Foer manages to use multiple viewpoints to tell his story. The main protagonist is Oskar Shell, a nine year old with some developmental challenges whose father is killed on 9/11. The way Foer chooses to reveal the story through the eyes of this child is masterful. His frustration, his mother’s frustration and the reader’s frustration all ebb and flow through the book. That process really drives home the reality of that day: who knows what the truth is?
Do not get me wrong: not the truth that the conspiracy theorists would have us worry about. This is the truth that asks: what could I have done to make sure that my connectivity to this event did not cause the death of someone?

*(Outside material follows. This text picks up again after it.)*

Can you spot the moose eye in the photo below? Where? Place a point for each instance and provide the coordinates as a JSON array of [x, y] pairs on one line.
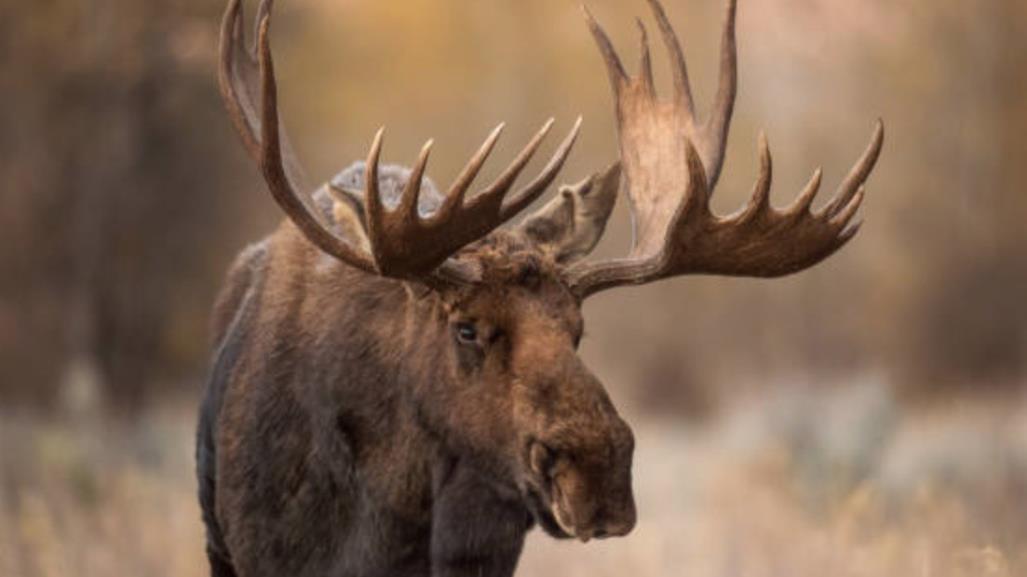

Foer could have been happy with that emotional theme but instead he weaves in the convoluted and complex lives of characters who must deal with false love, aging, coming of age, self-loathing, the fire bombing of Dresden and the Holocaust.
This novel restored my faith in storytelling. Foer is a gifted author who integrates so many diverse subjects into his narrative and then highlights the significant clues to the mystery Oskar pursues with illustrations and graphics. To base the whole tale on the search of a lock that will fit a magic key is a testament to how Foer can draw from other sources to enhance his own tale.
Book groups are going to have to make a decision as to how to handle the still powerful and sensitive material covered in this book. I happened to have read this entire book on two connecting flights in one day and by the end I was a nervous wreck and in tears. This book is so powerful that I am going to schedule a community wide reading of it on September 11, 2011, the tenth anniversary. Want to join me?